The bill passed Monday by state legislators will raise the parimutuel takeout on New York races by one percent beginning Sept. 14, an unnecessary and punitive increase that was not sought by anyone except the New York City OTB corporation, which the same bill basically put out of its misery after nearly 40 years of operation.
The bill also appears to raise the takeout on at least some bets on out-of-state races made in New York, a highly unorthodox surcharge, though it is unclear exactly how this would work or which races would fall under its scope.
As per the usual clueless reporting on racing matters in the general press, the passage of the bill is being widely hailed as a plucky 11th-hour piece of public service by the Mayor and the Governor to save jobs and avoid cuts in social services. It was nothing of the kind.
A quick recap: NYC Mayor Mike Bloomberg earlier this year said he would close down NYCOTB on June 15 unless the state threw another $20 million or so a year its way because he claimed the city would start losing money on OTB. This was possible only if you ignored that the city was making $19 million a year on OTB through its unique, regressive "surcharge" on winning bets, which reduces winning payoffs by 5 to 50 percent for the lowest economic tier of bettors, those who play at shabby storefront "parlors" instead of teletheaters or through phone accounts.
Last week, the state called Bloomberg's irresponsible bluff, saying it would happily take OTB's profitable operation off Bloomberg's hands, and announced Friday it had a deal. Then Bloomerg said wait, not so fast, I still want that $19 million a year in profits. The same profits whose existence he ignored in claiming he would have to start laying off cops and firemen. He ended up settling for $4.5 million in ongoing annual payments, plus three years of annual $3.25 million payments to keep the races on the two city-owned public-access cable channels.
So how did the takeout increase survive? Well, someone had already drafted a bill, and the state's five other OTB's weren't going to take a pass on millions in free money, so nobody bothered to whack it out. The increase supposedly sunsets in two years, by which time a supposedly slots-rich racing economy will allow lawmakers to let it expire. Breath-holding is not recommended.

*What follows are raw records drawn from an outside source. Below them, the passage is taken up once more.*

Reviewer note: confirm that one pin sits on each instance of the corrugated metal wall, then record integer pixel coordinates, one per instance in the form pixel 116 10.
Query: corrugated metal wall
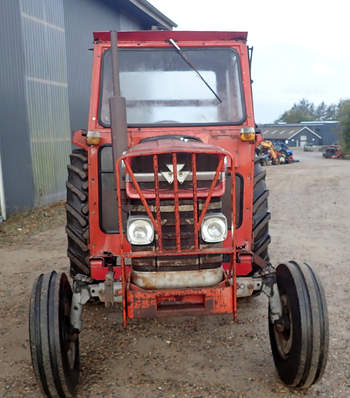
pixel 37 38
pixel 47 96
pixel 14 136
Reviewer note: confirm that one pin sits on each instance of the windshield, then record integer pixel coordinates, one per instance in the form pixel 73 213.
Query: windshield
pixel 161 88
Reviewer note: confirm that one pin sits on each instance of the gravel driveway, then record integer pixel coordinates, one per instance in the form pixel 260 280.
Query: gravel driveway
pixel 198 357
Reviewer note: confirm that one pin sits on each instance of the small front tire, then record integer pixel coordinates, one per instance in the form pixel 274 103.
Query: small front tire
pixel 54 345
pixel 299 341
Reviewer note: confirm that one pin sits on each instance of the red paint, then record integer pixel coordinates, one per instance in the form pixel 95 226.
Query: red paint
pixel 220 140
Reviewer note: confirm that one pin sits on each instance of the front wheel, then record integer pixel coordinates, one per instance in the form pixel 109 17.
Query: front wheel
pixel 53 344
pixel 299 340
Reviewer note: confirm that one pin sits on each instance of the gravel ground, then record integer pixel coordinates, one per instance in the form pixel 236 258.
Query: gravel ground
pixel 194 357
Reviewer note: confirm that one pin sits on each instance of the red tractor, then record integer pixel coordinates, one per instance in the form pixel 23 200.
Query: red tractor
pixel 167 206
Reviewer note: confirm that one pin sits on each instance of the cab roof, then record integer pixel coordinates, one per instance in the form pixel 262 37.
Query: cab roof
pixel 164 35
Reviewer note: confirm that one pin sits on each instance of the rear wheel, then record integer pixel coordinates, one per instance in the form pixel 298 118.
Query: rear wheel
pixel 53 344
pixel 261 214
pixel 77 210
pixel 299 341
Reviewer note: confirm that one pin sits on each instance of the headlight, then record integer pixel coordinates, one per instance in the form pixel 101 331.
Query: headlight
pixel 140 230
pixel 214 228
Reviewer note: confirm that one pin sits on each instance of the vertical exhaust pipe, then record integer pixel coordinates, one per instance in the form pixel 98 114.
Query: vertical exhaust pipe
pixel 117 106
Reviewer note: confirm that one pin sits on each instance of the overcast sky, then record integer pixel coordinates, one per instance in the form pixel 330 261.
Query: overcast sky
pixel 301 47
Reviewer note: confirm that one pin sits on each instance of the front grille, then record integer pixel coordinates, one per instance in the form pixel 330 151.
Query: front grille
pixel 171 263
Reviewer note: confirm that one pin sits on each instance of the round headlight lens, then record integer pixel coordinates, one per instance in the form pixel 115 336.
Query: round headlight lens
pixel 214 228
pixel 140 231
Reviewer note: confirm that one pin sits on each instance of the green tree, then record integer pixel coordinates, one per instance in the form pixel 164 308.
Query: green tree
pixel 302 111
pixel 344 119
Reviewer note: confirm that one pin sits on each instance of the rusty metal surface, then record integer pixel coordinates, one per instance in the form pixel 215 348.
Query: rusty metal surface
pixel 179 302
pixel 177 279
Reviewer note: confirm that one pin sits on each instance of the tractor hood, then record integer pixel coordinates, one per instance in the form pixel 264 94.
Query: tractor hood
pixel 171 158
pixel 163 144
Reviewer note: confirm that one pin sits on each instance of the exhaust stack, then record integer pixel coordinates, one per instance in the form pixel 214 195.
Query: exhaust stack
pixel 117 106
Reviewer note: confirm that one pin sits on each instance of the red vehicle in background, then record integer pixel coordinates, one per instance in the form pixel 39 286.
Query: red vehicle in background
pixel 167 206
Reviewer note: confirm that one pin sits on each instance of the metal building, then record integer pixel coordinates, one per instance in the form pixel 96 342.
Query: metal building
pixel 304 133
pixel 45 87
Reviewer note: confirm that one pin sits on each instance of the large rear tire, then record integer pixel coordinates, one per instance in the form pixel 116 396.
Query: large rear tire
pixel 299 341
pixel 53 344
pixel 77 210
pixel 261 214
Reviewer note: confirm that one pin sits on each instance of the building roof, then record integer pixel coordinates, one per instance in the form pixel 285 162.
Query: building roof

On the brighter side, the state takeover of NYCOTB at least raises the possibility of some sort of consolidation of the state's crazy and wasteful OTB system. And Bloomberg's appalling behavior throughout this episode -- from his tonedeaf bashing of wagering to his duplicitous and inept negotiating -- has cost him plenty of political capital and exposed his supposed sharp business acumen as a fraud.